My first instruction to the writers’ room was: we have no saints and no devils. We have no perfect people. Everybody’s flawed. We take sides. We’re not on the side of the invaders. The whole world can relate that those who are invading deserve to not win because if they do, the losers become slaves. So that is clear. But the way we represent the Ottoman Empire is not as wicked. The first time you see Murad the Magnificent (Murathan Muslu), we see the face of this handsome, beautiful man with transparent eyes and a kind face.
You’ve had a long, successful career. How do you feel the business has changed?
The production process hasn’t changed dramatically. What has changed is the business itself, and that is unrecognizable. I had the good fortune to come of age professionally during the glory days of independent cinema, the late 70s-80s. It’s polarized. You have cookie cutter films and films that live essentially for film festivals. Out of 3,000 independent films made, 99.9% of the independent films don’t see the light of day outside of festivals. “Anora” is the exception. I wouldn’t want to be starting out today.
Why not?
I managed to get a meeting with the then head of MGM to pitch “In Praise of Older Women.” I walked into his huge office, and he offered me scotch, he lit up a cigar, he put his feet up on his desk, and then he said, “Okay, kid, what have you got?” He didn’t buy it, but that’s how that was. Today, if you would like to pitch a project to Netflix, you’ll meet with two or three mid-level executives in a meeting room, that’s one of a dozen identical meetings lined up in a corridor. You’ll wait in a lobby until your turn comes, along with 50 other people like in a doctor’s office. You tell your story, and they take notes. They don’t say anything. There’s no response: no “Yes” or “No.” There’s just notes.
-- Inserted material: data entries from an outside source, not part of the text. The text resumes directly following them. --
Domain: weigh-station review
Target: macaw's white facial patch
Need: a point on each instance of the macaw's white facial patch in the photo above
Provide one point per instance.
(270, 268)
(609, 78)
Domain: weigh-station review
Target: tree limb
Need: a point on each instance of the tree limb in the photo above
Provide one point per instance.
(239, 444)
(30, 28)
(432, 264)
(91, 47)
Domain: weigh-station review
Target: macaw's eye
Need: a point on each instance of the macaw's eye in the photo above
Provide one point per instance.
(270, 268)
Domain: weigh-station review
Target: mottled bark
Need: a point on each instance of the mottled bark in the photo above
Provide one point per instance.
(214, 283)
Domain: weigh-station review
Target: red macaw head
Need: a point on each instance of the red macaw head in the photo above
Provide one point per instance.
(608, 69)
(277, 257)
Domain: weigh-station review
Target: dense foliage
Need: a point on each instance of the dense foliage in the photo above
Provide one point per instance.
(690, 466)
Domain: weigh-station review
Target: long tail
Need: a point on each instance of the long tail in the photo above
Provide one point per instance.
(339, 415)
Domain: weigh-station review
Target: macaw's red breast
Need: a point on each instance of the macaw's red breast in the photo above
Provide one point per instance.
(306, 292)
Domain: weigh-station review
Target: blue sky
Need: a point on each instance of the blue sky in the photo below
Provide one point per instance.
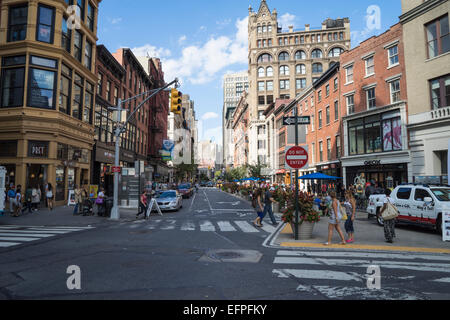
(199, 41)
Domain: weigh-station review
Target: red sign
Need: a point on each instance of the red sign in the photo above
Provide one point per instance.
(116, 169)
(296, 158)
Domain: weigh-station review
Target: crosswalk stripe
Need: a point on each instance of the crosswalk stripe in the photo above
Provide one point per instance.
(246, 227)
(374, 255)
(318, 274)
(34, 231)
(225, 226)
(268, 228)
(207, 226)
(37, 235)
(18, 239)
(188, 226)
(170, 225)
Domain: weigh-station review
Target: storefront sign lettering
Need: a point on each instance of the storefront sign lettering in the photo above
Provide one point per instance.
(372, 163)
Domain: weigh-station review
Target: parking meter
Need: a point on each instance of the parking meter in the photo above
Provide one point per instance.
(2, 189)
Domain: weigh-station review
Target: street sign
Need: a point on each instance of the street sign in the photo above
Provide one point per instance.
(290, 121)
(296, 158)
(116, 169)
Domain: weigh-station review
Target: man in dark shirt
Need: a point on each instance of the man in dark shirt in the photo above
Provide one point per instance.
(268, 200)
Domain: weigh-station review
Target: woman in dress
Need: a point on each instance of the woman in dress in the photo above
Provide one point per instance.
(389, 225)
(335, 220)
(350, 207)
(49, 196)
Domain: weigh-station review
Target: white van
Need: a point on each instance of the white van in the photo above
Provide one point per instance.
(418, 204)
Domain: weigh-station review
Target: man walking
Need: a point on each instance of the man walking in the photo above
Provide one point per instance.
(268, 200)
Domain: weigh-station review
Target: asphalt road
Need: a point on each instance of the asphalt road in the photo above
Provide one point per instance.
(209, 250)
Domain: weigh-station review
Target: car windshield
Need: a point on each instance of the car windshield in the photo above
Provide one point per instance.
(442, 194)
(168, 194)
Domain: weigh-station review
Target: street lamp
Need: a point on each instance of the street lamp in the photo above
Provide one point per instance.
(121, 128)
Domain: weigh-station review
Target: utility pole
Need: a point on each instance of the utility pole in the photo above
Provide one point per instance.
(121, 128)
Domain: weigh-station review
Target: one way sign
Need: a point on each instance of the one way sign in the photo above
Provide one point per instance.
(289, 121)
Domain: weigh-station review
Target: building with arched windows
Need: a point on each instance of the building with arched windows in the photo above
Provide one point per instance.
(283, 63)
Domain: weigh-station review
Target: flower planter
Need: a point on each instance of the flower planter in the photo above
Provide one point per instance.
(305, 230)
(276, 208)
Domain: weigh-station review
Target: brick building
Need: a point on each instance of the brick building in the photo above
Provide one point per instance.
(374, 104)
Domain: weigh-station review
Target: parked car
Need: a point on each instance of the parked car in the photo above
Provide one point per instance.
(186, 190)
(418, 204)
(169, 200)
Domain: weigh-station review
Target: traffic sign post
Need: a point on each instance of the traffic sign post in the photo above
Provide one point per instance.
(296, 158)
(290, 121)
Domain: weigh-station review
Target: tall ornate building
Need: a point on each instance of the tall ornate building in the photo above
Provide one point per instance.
(47, 92)
(282, 64)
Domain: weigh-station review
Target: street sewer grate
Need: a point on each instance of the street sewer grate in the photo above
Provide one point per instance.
(233, 256)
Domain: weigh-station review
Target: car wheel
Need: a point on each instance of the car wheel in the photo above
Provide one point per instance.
(380, 220)
(439, 224)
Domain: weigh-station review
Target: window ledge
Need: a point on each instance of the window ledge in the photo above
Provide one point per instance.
(437, 57)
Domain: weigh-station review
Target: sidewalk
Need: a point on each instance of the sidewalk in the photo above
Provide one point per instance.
(63, 216)
(368, 236)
Which will be fed into the infernal machine.
Was that the case of ‘Rise of the Raven’?
When I made the decision to not shoot in English, the fate was sealed. No global player was able to buy it up. But it has turned into the biggest hit in the history of Hungary. The actors can’t walk the street now, and they were all essentially unknown, right? The star we fished out of a little theater company in Transylvania. I read in one of the newspapers a history teacher saying, for the first time, students are interested in history because they’re all watching the show: it has entered the national conversation. It did very well in Austria. We did spectacularly in Slovenia. And then it started in Germany last week. Canada and Australia in the fall. And with RAI in Italy. It’s spreading its wings around the world, which was the idea.
This interview has been condensed and edited for clarity.